I went to an open mic on Tuesday, and someone wrote this in my notebook while I was in the bathroom. I still don't know who it was.

I enjoy writing letters precisely because I get to give them away and never get them back. I'm attempting to write for a living right now, and as a result have this obsessive desire to record my work, to catalogue it, make sure nothing slips through the cracks and becomes a lost piece. I get so preoccupied with this pursuit, that it truly gives me a pleasure to write something down and hand it to someone else and know that I'll never have to deal with it again, never have to keep tabs on it.
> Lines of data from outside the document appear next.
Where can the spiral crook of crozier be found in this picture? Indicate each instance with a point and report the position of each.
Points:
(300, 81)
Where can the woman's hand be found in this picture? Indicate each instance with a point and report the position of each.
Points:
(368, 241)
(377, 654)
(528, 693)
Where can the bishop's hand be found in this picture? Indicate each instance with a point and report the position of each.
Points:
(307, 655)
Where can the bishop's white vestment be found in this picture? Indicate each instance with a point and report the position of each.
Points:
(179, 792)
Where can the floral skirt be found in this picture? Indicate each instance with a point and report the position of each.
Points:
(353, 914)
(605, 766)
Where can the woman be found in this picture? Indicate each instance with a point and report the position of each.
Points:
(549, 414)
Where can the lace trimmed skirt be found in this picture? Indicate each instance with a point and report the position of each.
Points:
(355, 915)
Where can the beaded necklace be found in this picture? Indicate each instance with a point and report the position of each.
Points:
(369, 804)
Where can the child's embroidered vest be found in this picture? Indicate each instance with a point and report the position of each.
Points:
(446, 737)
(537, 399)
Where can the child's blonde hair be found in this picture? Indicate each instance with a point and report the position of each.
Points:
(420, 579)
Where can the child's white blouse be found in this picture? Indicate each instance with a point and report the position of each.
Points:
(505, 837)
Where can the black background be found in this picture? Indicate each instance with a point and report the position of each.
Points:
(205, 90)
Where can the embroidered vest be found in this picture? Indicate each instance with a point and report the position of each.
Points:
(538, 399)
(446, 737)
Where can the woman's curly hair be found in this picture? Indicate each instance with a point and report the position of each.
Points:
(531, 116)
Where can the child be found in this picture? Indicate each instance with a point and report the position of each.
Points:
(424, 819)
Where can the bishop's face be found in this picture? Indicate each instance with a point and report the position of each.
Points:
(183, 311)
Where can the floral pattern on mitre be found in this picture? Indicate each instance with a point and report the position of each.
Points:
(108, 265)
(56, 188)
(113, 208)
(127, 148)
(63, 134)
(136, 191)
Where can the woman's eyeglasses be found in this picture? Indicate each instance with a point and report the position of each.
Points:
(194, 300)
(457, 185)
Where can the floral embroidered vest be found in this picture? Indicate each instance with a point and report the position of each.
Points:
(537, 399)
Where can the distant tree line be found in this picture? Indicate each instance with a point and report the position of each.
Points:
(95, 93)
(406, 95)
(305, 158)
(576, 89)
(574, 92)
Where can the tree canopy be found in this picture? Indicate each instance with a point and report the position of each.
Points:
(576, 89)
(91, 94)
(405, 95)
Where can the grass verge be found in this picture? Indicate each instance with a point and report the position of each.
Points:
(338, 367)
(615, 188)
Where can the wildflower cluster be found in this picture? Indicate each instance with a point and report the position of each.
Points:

In the last two years, I've written three novels, about 40 short stories, a book and a half of non-fiction, two chapbooks, and lyrics to about a dozen songs, altogether totaling perhaps in the neighborhood of 225,000 words now. I tell you this as a way of explaining why my little one-page letter is turning into a four-plus page tome -- and also hopefully as a way of showing you that writing is just what I do, and why you shouldn't be worried that I'm a stalker or psychotic or any of a thousand things that make Chicago such an adventure. I simply write, and I write a lot -- I write to my friends, I write to strangers, I write to myself, I write to audiences, I write to my grandmother, I write to attractive women across the coffeehouse from me. Writing is my way of dealing with the world, with life, which admittedly is not the most suave way to deal with it. But it occurs to me that there's much worse ways to deal.

I don't know. I sit here and watch you, wonder what your story is, your history. It's an unpleasant side effect of hanging out with a writer, this constant need of theirs to know everyone's stories. I've been this way as long as I can remember, which is strange because it was only two years ago that I decided to try to write as a career. I actually studied photography in college, but now that I am writing a lot, I recognize all kinds of personality traits of writers inside myself.

Well, your friend just went to the bathroom and then you immediately got up and went, so I assume that means that you're about ready to leave. I still haven't decided whether to give this to you, but I think I'll wrap up just in case the opportunity presents itself. Thanks for letting me ramble for a bit. I hope this letter's been interesting. Goodbye.